Ocean Currents and Climate Change
The world’s oceans do many things for us.
They feed us. They provide us with entertainment and recreation. And they also influence climate and weather patterns.
Ever wonder why the UK rarely gets snow and nearly always just gets rain, even though it is located at roughly the same latitude as Alaska? The answer is partly attributed to a system of ocean currents that redistributes heat from the equators to the North Atlantic, known as the Atlantic meridional overturning circulation (AMOC).
“Currents are movements of ocean water in a continuous flow, created largely by surface winds but also partly by temperature and salinity gradients, Earth’s rotation, and tides,” according to NOAA.
These sea currents act in much the way a conveyor belt does, transporting warmer tropical waters to cooler climes, like the UK and Europe in the North Atlantic.
But because of the climate crisis, these currents may be weakening and slowing down, more than “at any other time during at least the last 1,000 years.”

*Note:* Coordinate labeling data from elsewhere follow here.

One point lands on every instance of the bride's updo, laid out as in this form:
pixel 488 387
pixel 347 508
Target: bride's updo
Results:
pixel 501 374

The results could be dire.
The relatively temperate environs enjoyed by much of Europe are made possible by the North Atlantic Current and the Gulf Stream. Similarly, much of the eastern coastline of the United States is influenced by the Gulf Stream. And while we’re using the North Atlantic Current and the Gulf Stream as examples, they’re not the only currents being affected by the climate crisis. There are dozens of ocean currents, all playing important roles in climate and ecology, and economic importance for shipping and travel, all around the world.

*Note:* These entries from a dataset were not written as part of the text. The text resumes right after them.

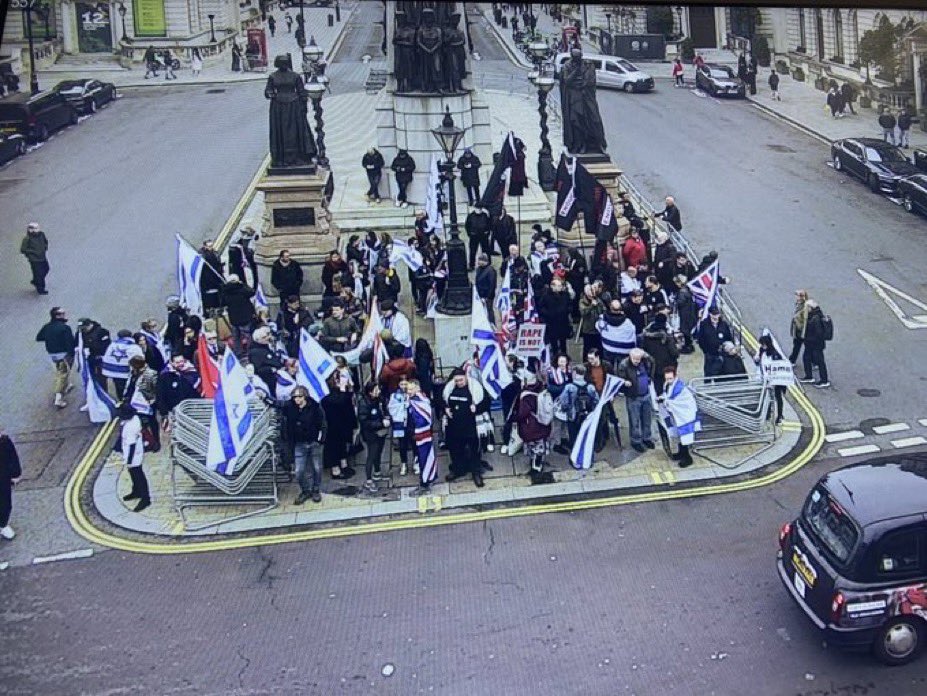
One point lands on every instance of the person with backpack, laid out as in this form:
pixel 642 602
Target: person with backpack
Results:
pixel 535 415
pixel 818 331
pixel 636 371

A change, even a small one, in ocean circulation in these areas could have potentially large ramifications on the global climate, as well as marine ecosystems and sea level rise.
Here’s what could happen and why, according to NOAA:
"The global conveyor belt is a strong, but easily disrupted process. Research suggests that the conveyor belt may be affected by climate change. If global warming results in increased rainfall in the North Atlantic, and the melting of glaciers and sea ice, the influx of warm freshwater onto the sea surface could block the formation of sea ice, disrupting the sinking of cold, salty water. This sequence of events could slow or even stop the conveyor belt, which could result in potentially drastic temperature changes in Europe."
The reason this is happening is twofold: melting glaciers and land ice dumping warm, fresh water into the salty seas, and warming waters more generally because of carbon pollution and the climate crisis. Variations in temperature and salinity result in different water densities. Cold, salty water sinks. Warmer, less salty water rises.
>> Learn more: The Climate Crisis and Your Health: What You Need to Know <<
Did you know that the top few meters of the ocean store as much heat as the Earth’s entire atmosphere? But what does all that heat translate to?
Fierce storms and melting ice, mostly.
We know sea temperatures are on the rise – and along with them the occurrence of extreme storm systems that carry more rain and wind than ever. But what does this increase mean for the deeper sea currents that control all kinds of weather, all over the globe, all of the time?
It mostly means these currents may slow down, bringing less warmth to higher latitudes. And if the currents stop pumping warm air and water poleward, it could mean a drastic change in climate across the Northern Hemisphere.
Ironically, it could lead to regional cooling for some – not exactly what you think of when you think about impacts of the climate crisis, right?
What You Can Do
To keep our ocean currents flowing the way we’ve come to expect, we need to rein in global temperature rise, and to do that, we need to transition to a clean energy economy as swiftly as we can.
The status quo just won’t cut it here – there’s too much on the line.
We need to break our addiction to the fossil fuels driving global warming and climate change. And we need to do it now.